A commentary published Sept. 19 in the Journal of the National Cancer Institute reveals that oncologists and their patients are more and more challenged with making difficult decisions regarding screening, prevention and treatments, as the majority of patients do not posses adequate knowledge nor the means of translating the information they do have in a qualitatively and quantitatively useful way.

To overcome these communication problems, Angela Fagerlin, Ph.D., of the Center for Bioethics and Social Sciences in Medicine at the University of Michigan and the VA Ann Arbor Center for Clinical Management Research and her team developed 10 important recommendations. The methods used have improved patients’ understanding of the information they received when asked to make important decisions.

To tackle the problems arising when physicians need to present complex medical information, the researchers first outline these problems and then translate the information into simple terms because most patients fail to comprehend health literacy and cannot understand what doctors convey to them. This in turn makes it difficult for patients to fully understand reading materials they receive from health providers. In addition, patients often tend to have insufficient numeric skills preventing them to properly evaluate useful statistics, such as risk and benefit statistics.

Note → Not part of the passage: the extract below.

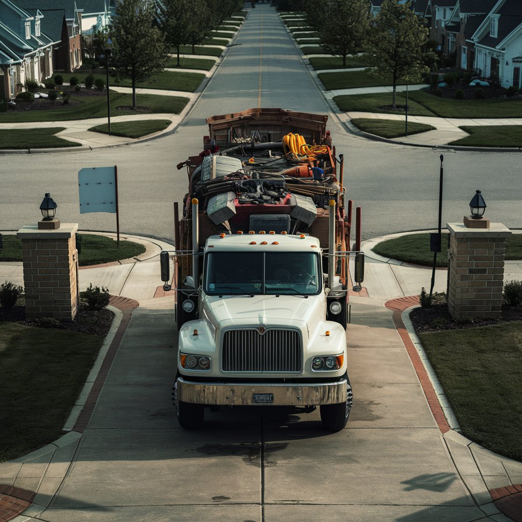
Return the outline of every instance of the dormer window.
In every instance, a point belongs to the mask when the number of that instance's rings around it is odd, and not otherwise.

Researchers therefore recommend for doctors to use plain language in their written and verbal materials, to make the information easier to understand and to present patients only with information that is relevant to them. According to the researchers the order in which doctors present types of information is also important. They cite the “recency effect,” which proves that patients have a better memory of the most recent information presented to them.

Another recommended strategy is to present information in terms of absolute risks, i.e. the specific chances of developing the disease under different circumstances instead of informing patients of the relative risks, e.g., “50% greater risk”. According to research, presenting patients with relative risks leads patients to view the risk reduction as larger and treatments more favorably, which can inappropriately influence patients and physicians to choose treatments.

The authors make another vital point stressing that doctors must always emphasize the time-element to their patients, as patients may make different decisions based on the time period they have been presented with, e.g. presenting a patient’s lifetime risk instead of the risk within a ten-year interval can lead to different perception of the risk in a patient’s mind.

The authors conclude that their commentary does not represent a systematic review of the literature; instead they focus on some of the most commonly accepted recommendations for risk communication. They summarize:

“We believe it is the responsibility of all cancer educators, decision aid developers, and clinicians to be familiar with the growing body of rigorous research that has tested effective methods of presenting probabilistic information, so that patients can use it to make an informed decision.”